When we struggle with shame, we fear that we will be exposed. Exposed for being frauds, fake, and not good enough. Afraid that our co-workers will see we’re not actually competent enough for this job. Afraid that the folx at this party will see we’re not fashionable enough to belong here. Afraid that the other parents at this restaurant will think we’re bad parents.

We build feelings of fear and paranoia that we will be found out and shunned for not being enough. So we police ourselves to ensure we’re “putting out the right kind of message.” 

Is the sentence I just said putting out the right kind of message? Is this outfit putting out the right message? Is my way of walking down the hallway putting out the right message? Is my voice in front of all these people putting out the right message? 

And some of us are so used to policing ourselves, we start to police others as well. This is authenticity policing. We intensely monitor other people’s behavior, questioning their authenticity, and seeing if we can catch what we “know” is a glimpse of the wizard behind the curtain. Because they can’t be really real right now–right? This is an act, right? Like me, right? 

 I found myself thinking this one day while watching a TED talk. The presenter was a young woman giving a speech with confidence, and I found myself thinking, “Wow, she must really be faking that confidence right now.” And for a few minutes, I watched her every wave, every step across the stage, every inflection of her voice–trying to find proof of the acting and faking. I wasn’t even listening to the lesson. And after a while, I paused to think, man, I’m really projecting right now. 

I recognized in that moment that I was projecting my fears of public speaking, shame, and fear of incompetence on this woman. I was assuming that she was not showing up authentically and instead faking it because that’s how I would react in her shoes. I was assuming, projecting, and authenticity policing. Because who’s to say she wasn’t showing up as her authentic self–other than her? 

Authenticity policing is a reaction to our feelings of shame. They are judgements and accusations of other people with no real basis. Authenticity policing is assuming other people's thoughts, behaviors, and feelings aren’t genuine because that’s not how WE would think/do/say in that scenario (whether we are consciously aware of this or not). And if the shame is deep enough, some may go as far as authenticity policing out loud and expressing judgements verbally. 

After some reflection, I realized I was envious of the presenter. How admirable to go up in front of a bunch of people and confidently speak on a topic you know well! And I recognized how challenged I would feel to show up as my authentic self in front on all those people if I were in her shoes. I had to go back and rewatch that TED Talk because anything she had said had unfortunately gone in one ear and out the other.

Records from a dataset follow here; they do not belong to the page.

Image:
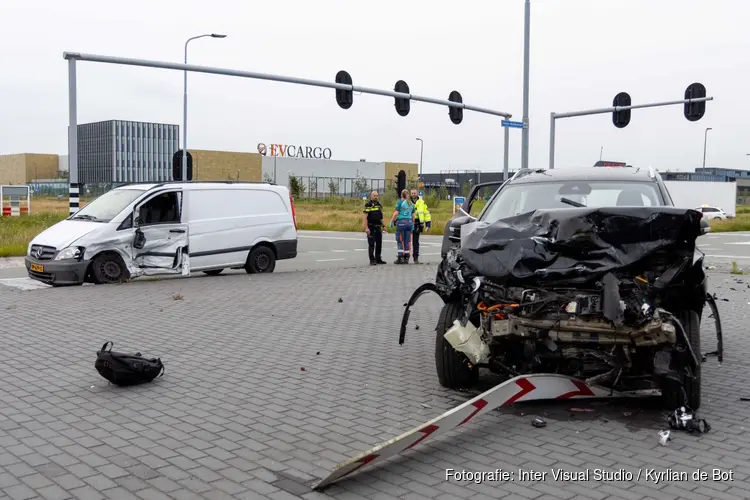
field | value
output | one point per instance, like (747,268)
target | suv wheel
(675,398)
(453,368)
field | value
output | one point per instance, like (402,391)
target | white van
(168,228)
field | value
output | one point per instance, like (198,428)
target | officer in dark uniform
(373,222)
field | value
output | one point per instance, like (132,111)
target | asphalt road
(273,379)
(327,250)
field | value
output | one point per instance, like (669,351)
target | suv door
(160,239)
(453,230)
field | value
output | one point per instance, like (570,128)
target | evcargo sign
(293,151)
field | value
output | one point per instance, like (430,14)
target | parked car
(168,228)
(712,213)
(591,273)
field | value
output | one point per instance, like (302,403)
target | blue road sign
(508,123)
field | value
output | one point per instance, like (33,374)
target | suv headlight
(70,253)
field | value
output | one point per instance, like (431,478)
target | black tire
(109,268)
(260,260)
(690,321)
(453,368)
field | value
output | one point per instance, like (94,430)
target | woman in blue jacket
(403,217)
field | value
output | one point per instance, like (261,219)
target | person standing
(373,222)
(422,222)
(403,217)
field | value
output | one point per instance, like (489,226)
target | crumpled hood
(65,232)
(547,245)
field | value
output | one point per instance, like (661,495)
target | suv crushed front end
(613,296)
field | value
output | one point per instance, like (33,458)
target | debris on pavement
(664,436)
(539,422)
(683,419)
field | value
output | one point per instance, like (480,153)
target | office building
(117,151)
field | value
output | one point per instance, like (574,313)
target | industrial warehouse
(116,152)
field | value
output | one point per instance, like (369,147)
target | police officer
(422,222)
(373,222)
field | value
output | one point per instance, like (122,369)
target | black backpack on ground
(126,369)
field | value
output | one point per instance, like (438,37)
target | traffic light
(695,111)
(344,98)
(621,118)
(177,166)
(456,114)
(400,183)
(402,105)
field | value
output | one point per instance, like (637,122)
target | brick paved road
(235,416)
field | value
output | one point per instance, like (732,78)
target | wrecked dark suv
(591,273)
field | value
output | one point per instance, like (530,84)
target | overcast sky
(583,52)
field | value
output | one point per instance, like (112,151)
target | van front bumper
(57,272)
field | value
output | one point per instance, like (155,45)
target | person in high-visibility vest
(422,222)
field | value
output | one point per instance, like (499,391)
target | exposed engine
(609,331)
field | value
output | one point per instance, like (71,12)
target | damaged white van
(168,228)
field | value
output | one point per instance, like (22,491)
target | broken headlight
(70,253)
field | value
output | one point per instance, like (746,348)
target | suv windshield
(516,199)
(107,206)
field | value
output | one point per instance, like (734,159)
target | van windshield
(107,206)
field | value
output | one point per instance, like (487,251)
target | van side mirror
(705,227)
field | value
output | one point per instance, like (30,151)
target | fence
(60,189)
(343,187)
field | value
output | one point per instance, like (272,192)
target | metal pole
(525,130)
(705,140)
(551,141)
(144,63)
(506,152)
(421,153)
(73,191)
(183,177)
(184,106)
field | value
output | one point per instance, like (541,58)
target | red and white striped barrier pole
(519,389)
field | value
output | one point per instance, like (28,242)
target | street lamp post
(705,139)
(525,129)
(421,151)
(184,106)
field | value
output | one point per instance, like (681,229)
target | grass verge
(339,214)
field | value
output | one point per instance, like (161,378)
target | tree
(333,188)
(295,186)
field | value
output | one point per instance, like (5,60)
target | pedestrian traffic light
(400,183)
(177,166)
(621,118)
(694,111)
(456,114)
(402,105)
(344,98)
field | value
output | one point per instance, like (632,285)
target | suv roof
(585,174)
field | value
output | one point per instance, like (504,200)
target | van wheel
(109,268)
(260,260)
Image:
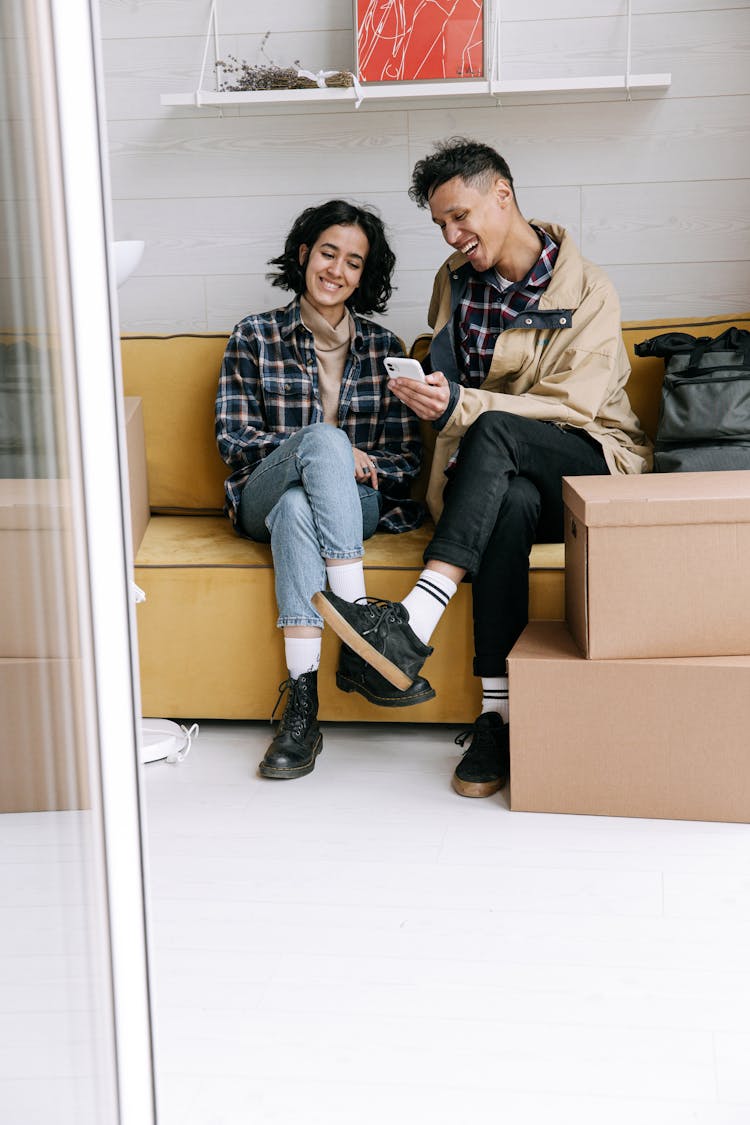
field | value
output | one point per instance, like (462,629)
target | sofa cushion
(177,378)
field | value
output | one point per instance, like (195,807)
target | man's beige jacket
(572,374)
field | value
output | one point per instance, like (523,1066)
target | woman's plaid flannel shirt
(268,390)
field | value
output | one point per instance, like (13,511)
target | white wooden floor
(363,946)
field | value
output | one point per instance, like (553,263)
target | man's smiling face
(473,219)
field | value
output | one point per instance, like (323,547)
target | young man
(526,385)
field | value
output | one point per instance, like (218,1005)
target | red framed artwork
(407,41)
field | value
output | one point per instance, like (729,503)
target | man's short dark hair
(375,288)
(469,160)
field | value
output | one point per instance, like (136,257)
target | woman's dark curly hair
(375,288)
(461,156)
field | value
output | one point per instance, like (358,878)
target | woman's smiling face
(333,269)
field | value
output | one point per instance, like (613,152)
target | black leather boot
(298,740)
(355,675)
(379,631)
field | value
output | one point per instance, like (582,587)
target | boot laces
(296,713)
(380,610)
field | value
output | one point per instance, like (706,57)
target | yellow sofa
(207,636)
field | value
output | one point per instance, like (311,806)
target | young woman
(322,452)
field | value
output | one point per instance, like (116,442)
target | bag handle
(733,339)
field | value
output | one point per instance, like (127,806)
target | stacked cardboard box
(641,705)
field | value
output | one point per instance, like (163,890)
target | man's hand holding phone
(427,395)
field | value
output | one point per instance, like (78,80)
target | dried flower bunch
(241,75)
(238,74)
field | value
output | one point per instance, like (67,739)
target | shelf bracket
(211,33)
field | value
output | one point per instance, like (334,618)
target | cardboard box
(658,565)
(137,471)
(627,738)
(38,610)
(43,759)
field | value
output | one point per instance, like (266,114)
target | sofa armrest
(137,473)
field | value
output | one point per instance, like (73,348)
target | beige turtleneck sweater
(331,348)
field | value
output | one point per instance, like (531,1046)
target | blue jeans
(304,500)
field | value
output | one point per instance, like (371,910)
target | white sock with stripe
(427,601)
(303,655)
(495,695)
(348,579)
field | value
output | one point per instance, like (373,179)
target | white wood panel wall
(654,189)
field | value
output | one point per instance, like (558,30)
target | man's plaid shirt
(488,306)
(269,389)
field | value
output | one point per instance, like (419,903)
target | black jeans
(504,495)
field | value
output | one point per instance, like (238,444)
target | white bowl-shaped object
(127,255)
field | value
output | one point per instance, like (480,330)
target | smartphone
(404,369)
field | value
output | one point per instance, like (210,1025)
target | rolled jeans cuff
(314,622)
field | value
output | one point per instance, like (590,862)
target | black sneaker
(355,675)
(298,740)
(378,631)
(486,765)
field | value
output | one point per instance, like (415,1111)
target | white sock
(427,601)
(495,695)
(303,655)
(348,579)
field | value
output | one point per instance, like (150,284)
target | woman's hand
(427,399)
(364,470)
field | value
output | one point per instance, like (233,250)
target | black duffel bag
(704,415)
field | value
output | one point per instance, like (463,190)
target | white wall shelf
(487,92)
(490,90)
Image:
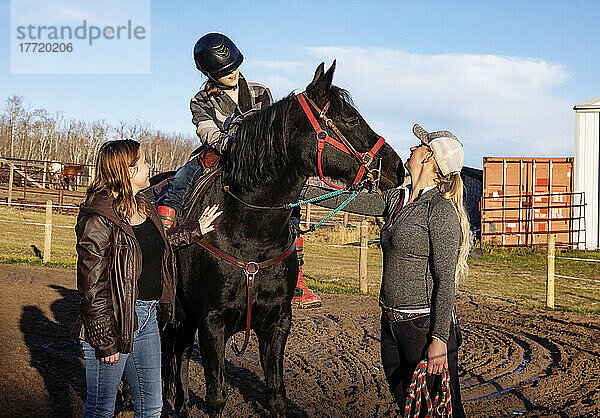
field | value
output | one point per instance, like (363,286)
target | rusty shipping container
(525,199)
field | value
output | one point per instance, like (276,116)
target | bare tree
(39,135)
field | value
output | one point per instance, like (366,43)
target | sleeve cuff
(442,339)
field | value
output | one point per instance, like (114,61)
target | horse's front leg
(184,345)
(272,339)
(211,339)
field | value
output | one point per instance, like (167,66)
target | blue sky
(502,75)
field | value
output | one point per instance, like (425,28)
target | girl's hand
(208,217)
(110,359)
(437,357)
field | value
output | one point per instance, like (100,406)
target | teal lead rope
(324,197)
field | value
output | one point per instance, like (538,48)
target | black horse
(273,155)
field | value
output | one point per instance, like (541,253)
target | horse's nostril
(400,172)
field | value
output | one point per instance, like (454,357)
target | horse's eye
(352,122)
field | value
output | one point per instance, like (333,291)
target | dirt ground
(513,361)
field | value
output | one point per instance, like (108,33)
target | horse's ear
(318,73)
(320,85)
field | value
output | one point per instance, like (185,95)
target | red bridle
(364,159)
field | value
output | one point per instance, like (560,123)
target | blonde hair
(451,187)
(112,173)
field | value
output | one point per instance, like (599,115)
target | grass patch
(23,243)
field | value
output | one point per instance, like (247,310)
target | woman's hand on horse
(437,357)
(208,217)
(110,359)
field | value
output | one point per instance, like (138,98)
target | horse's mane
(259,149)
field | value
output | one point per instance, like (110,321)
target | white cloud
(498,105)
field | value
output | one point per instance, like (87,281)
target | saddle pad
(197,190)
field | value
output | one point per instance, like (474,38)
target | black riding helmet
(216,56)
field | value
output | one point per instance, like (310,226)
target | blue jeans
(175,192)
(141,367)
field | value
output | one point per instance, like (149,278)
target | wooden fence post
(92,175)
(362,262)
(45,175)
(550,279)
(48,232)
(11,178)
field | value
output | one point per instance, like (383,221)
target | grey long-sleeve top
(420,249)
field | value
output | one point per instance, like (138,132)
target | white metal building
(587,166)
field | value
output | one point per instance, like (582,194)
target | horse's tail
(168,337)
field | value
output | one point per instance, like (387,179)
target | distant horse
(274,153)
(65,176)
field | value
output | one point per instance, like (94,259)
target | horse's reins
(250,269)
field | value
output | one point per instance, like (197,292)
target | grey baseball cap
(446,147)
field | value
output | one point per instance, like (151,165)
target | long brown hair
(452,189)
(211,89)
(112,174)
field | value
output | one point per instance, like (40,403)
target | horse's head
(336,105)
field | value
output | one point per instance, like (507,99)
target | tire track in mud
(513,361)
(528,362)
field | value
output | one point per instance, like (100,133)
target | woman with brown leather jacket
(125,274)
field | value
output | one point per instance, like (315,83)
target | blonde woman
(125,274)
(425,242)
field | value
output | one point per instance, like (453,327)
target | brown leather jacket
(109,262)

This experience reminded me of the way some of my clients–whom may also be focusing on issues around shame–described feeling guilty for thinking judgmentally about others when they themselves are imperfect. 

It’s something a lot of us who struggle with shame have in common. But we may not be aware we’re doing it. The problem with authenticity policing is that it drives us into disconnection with other people. Authenticity policing forces us to see other people as frauds and “only acting” and therefore undesirable to connect with. Why would I want to be friends with someone who isn’t genuine? And by policing authenticity and judging others, we push them away from getting close to us. And we miss out on potential relationships with other people. 

By recognizing we’re authenticity policing, we can challenge it, recognize where it comes from, and the ways it impacts us. By challenging our authenticity policing, we can allow others the freedom to show up in the ways they want to. And we open up to connection while staying in our authentic selves and allowing others the chance to meet us there too. 

And hopefully with time, our authenticity policing can instead become affirmations of qualities we admire and value in others and in ourselves.